原動機のみで自走できる機能がある乗り物は全て、法的にバイクと同様に扱われます。原動機がガソリンエンジンなのか電気モーターなのか、乗り方が立ち乗りなのか座り乗りなのか、また、ペダルがついているかいないかも関係ありません。
電動モビリティに乗るためには、モーターの出力に応じて適切な免許証が必要です。
2. 電動モビリティの車両区分とモーター出力による分類
電動モビリティは、モーターの出力によって以下のように車両区分が決まります。メーカーサイト等でモーター出力を確認しましょう。
道路交通法による免許の種類 | 運転できる車両の区分 | 定格出力 | 排気量 |
---|---|---|---|
原付免許 | 一般原動機付自転車 | 0.6kW以下 | 50cc以下 |
小型限定普通自動二輪免許 | 小型自動二輪車 | 1kW以下 | 125cc以下 |
普通自動二輪免許 | 普通自動二輪車 | 20kW以下 | 400cc以下 |
大型自動二輪免許 | 大型自動二輪車 | 20kW超 | 400cc超 |
車両区分 一般原動機付自転車:0.6kW以下(50cc以下のバイクと同等)
必要な免許証: 原付免許または普通自動車免許
電動バイク・電動キックボードであっても、電気モーターだけで自走可能な性能がある場合バイクとして扱われ、モーター出力が0.6kW以下である場合、原動機付自転車(いわゆる原付)として扱われます。運転するために、原付免許または普通自動車免許が必要です。
車両区分 小型自動二輪車:0.6kW超〜1.0kW以下(50cc超〜125cc以下のバイクと同等)
必要な免許証: 小型限定普通二輪免許
モーター出力が0.6kWを超え、1.0kW以下の電動バイクは、小型二輪車として分類されます。これには小型限定普通二輪免許が必要です。
車両区分 普通自動二輪車:1.0kW超〜20kW以下(125cc超〜400cc以下のバイクと同等)
必要な免許証: 普通自動二輪免許
モーター出力が1.0kWを超え、20kW以下の電動バイクは普通自動二輪車に該当します。普通自動二輪免許が必要です。
車両区分 大型自動二輪車:20kW超(400cc超のバイクと同等)
必要な免許証: 大型自動二輪免許
モーター出力が20kWを超える電動バイクは、大型自動二輪車として扱われ、大型自動二輪免許が必要です。

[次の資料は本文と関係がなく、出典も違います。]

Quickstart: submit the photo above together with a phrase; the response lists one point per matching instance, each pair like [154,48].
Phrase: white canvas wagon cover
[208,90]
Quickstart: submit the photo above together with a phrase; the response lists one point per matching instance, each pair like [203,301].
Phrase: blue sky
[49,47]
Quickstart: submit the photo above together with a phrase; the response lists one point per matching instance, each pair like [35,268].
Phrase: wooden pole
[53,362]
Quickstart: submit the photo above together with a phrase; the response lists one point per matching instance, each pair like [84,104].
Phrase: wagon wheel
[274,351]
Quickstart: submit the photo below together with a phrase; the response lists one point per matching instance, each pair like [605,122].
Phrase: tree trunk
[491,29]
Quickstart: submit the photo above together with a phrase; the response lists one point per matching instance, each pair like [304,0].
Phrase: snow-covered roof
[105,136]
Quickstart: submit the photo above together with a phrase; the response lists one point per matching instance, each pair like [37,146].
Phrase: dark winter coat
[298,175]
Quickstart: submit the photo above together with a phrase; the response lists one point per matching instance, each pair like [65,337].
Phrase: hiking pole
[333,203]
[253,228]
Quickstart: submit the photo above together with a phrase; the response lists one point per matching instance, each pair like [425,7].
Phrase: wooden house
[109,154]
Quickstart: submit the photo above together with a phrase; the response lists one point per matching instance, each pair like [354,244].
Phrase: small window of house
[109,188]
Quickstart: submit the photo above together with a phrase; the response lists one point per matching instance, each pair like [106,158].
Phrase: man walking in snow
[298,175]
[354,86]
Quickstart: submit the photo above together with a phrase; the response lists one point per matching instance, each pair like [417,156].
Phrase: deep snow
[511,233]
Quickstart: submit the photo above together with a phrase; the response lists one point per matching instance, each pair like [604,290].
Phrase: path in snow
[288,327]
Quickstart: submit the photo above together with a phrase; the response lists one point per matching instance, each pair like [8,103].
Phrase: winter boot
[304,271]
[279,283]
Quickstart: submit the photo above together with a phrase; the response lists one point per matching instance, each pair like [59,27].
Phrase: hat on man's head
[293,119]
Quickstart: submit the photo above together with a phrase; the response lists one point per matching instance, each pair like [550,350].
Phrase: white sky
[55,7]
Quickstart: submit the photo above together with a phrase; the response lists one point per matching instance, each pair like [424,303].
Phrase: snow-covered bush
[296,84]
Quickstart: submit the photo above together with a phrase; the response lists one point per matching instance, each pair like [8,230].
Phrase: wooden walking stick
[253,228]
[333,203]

以上のように、電動モビリティは法的にれっきとしたバイクとして扱われていること認識する必要があります。
3. 特定小型原動機付自転車について
電動モビリティは、その仕様によって特定小型原動機付自転車(以下、特定原付)という車両区分に分類されるものがあります。
車両区分 特定原付
必要な免許証: 不要(ただし条件あり)
特定原付として扱われる電動モビリティは、免許証が不要です。ただし、電動モビリティ自体が以下の条件を満たす必要があります。
- 車体の大きさは、長さ190センチメートル以下、幅60センチメートル以下であること
- 原動機として、定格出力が0.60キロワット以下の電動機を用いること
- 時速20キロメートルを超える速度を出すことができないこと
- 走行中に最高速度の設定を変更することができないこと
- オートマチック・トランスミッション(AT)機構がとられていること
- 最高速度表示灯が備えられていること
国土交通省では、特定原付の保安基準適合性を確認する「性能等確認制度」を設けています。保安基準への適合が確認された特定原付の型式は国土交通省ホームページにおいて公表(3.特定小型原動機付自転車の性能等確認制度の、「保安基準適合性等が確認された特定小型原動機付自転車の型式」のリンクから最新版の一覧がご覧になれます)するとともに、車体に「性能等確認済」を示すシールが貼付されています。
4. ペダル付き原動機付自転車は原付バイクです
電気モーターのみで走行することも、ペダルを漕いで乗ることもできるモビリティは、ペダル付き原動機付自転車と呼ばれます。このカテゴリーに含まれるモビリティは、「原動機のみで自走できる機能」があるため法的にバイクとして扱われます。
「ペダルを漕いでいたらアシスト付き自転車と同じ扱い」、「電源を切ったら自転車扱いになる」と思ってしまいますが、これは誤解です。人力で漕いでいるかどうか、電源がオンかオフかによらず、「原動機のみで自走できる機能」を有しているモビリティは走行時には常にバイクとして扱われ、運転するユーザーもバイクとしての交通ルールを守る必要があります。
2024年5月24日に公布された改正道路交通法で、モーターを止めた状態で走行する場合も、原付バイク運転に該当することが明確化されました。しかし、これは新たに規制されたわけではなく、従来からそのように区分されていたものを明文化したに過ぎません(参考:警察庁「改正道路交通法の概要等(ペダル付き原動機付自転車に関する規定の整備)について」)。
その一方で、glafitの電動バイク「GFR-02」は、車両区分を原付と自転車とで切り替えが法的に認められているモビリティです。モビチェンという、原付から自転車への切替えの時にナンバープレートを覆う自転車のピクトグラムが表示される部分と、覆っているときにはバイクの電源が電源ボタンを押しても入らないよう電子制御された機構から成るシステムが搭載されており、2021年6月に「電動バイク(原付)と自転車の車両区分の切替え」を道路交通法の上で公的に認められています。
ペダル付き原動機付自転車はバイクであり、自転車への切替えは要件を満たした製品のみ可能であることを認識することが必要です。
まとめ
電動モビリティに乗るためには、モーターの出力に応じて適切な免許証が必要です。一般的には、原付免許、小型二輪免許、普通自動二輪免許、大型自動二輪免許のいずれかが必要になりますが、特定小型原付に関しては免許証が不要です。購入前には、必ず自分の乗りたい電動モビリティの車両区分を確認し、適切な免許証を取得しているかどうかを確認しましょう。
安全に楽しく電動モビリティライフを楽しんでください。